Wird aber ein »Libéré« eine Negerin doch zur Frau bekommen, wächst sein Ansehen riesig. Er ist wieder aufgenommen in die menschliche Gesellschaft, wenn auch nicht als vollwertiges Glied.

Die Männer sind schon etwas benebelt vom Alkohol, sie haben diesen unerträglichen Blick geschlagener Hunde. Gehen wir doch lieber.

58 Vor der Tür trifft Mr. Burr den Photographen Armand. Es hat sich schon herumgesprochen, daß man ihn sucht, und er ist neugierig, den Grund zu erfahren.

Er weiß nichts von Duval, nur daß er nie wieder hier auftauchen wird, das weiß er bestimmt. Er besaß nichts, was er geschrieben hat, war nur Flunkerei.

Aber er, der Photograph Armand, besitzt wirklich Goldgruben, er bekennt offen, daß die Goldgruben keine Goldgruben sind und nur sehr spärlichen Gewinn abwerfen, und doch ist er glücklicher als die meisten anderen. Er kann wenigstens schlecht und recht irgendwie leben und vor allem, er kann hoffen, er hat ja die Goldgrube. Einmal ein großer Fund, und er wäre ein gemachter Mann.
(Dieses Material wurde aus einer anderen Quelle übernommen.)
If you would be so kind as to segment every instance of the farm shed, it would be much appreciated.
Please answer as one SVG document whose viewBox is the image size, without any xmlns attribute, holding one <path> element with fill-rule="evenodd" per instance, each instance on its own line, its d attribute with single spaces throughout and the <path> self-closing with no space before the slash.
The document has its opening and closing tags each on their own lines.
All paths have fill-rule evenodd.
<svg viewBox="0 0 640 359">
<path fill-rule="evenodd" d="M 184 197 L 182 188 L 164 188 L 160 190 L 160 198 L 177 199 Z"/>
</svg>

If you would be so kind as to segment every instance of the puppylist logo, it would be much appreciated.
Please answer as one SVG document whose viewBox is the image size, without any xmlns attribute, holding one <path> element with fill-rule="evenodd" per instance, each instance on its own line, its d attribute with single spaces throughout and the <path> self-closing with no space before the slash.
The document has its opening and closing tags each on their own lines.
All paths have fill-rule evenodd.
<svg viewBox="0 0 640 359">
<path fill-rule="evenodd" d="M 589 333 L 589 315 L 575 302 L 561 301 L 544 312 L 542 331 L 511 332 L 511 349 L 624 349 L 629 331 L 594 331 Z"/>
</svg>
Allerdings viel würde es ihm auch nicht nützen, er ist ein lebenslänglich »Freier«.

Er stellt seinen Freund vor, das ist René, auch einer, der fort möchte und nicht kann.

René, der Freund, macht Bilder aus Schmetterlingsflügeln, eine Art Dadakunst.

»Ich habe das Recht, von hier fortzukommen, doch läßt man mich nicht, schikaniert mich. Gut, ich habe etwas ausgefressen, aber ich habe dafür gesühnt, ich habe in Paris vier Jahre dafür aufgebrummt bekommen, vier Jahre lang war ich ein Sträfling, habe gelitten, wurde gequält, aber das war noch nicht genug zur Sühne. Vier Jahre noch bist du ›Libéré‹, bist du ›Freier‹, hungerst, bist krank, und niemand hilft dir, hast kein Obdach. Gut, auch das macht man noch alles durch, man sagt sich, einmal geht es doch noch zu Ende. Aber die hohen Herrschaften meinen, es ist noch nicht genug, der Kerl muß noch tiefer in den Dreck, in den Schlamm. Du willst atmen, du willst leben, nein, mein Lieber, zurück in den Schlamm, zurück in den Schmutz. Man macht Akten, kritzelt dein Schicksal zu einer Nummer, macht Abschriften, Eingaben, man schnauzt dich an, weil du wagst, ungeduldig zu werden, spricht von dem natürlichen Lauf der Amtshandlung, es vergeht ein ganzes Jahr seit deiner ›vollständigen Freiheit‹, und du sitzt immer noch hier. Jawohl, so sieht es hier aus, so steht es um uns.«

Monsieur Letellier verspricht, über den Fall unbedingt nach Paris zu berichten. Das wäre ja wirklich ein Skandal.

»Kennen wir ja, das Berichten und die Abhilfe, man macht uns 59 nur Versprechungen und vergißt uns, sobald wir aus der Sichtweite sind. Aber wenn Sie nach Paris berichten wollen, sagen Sie doch den Herren, sie sollen, wenn sie Französisch-Guayana unbedingt bevölkern wollen, alle großen Diebe, alle großen Betrüger, die großen Mörder herschicken und nicht die kleinen, und sie brauchten sich nicht zu sorgen, daß es hier nicht genug voll wird. Aber nicht einmal diejenigen sind hier, die die großen Gehälter bekommen, um unser schönes Land vorwärtszubringen, die erholen sich in Nizza und in Paris, die müssen ihre Gesundheit pflegen. In Guayana halten sich von der Regierung auch nur die kleinen armen Teufel auf, die keinen Einfluß und keine Verbindungen haben, denen sind wir ganz ausgeliefert, die rächen sich dann an uns.«

»Ich verspreche Ihnen, wirklich nach Paris zu berichten«, sagt Monsieur Letellier und gibt René eiligst die Hand.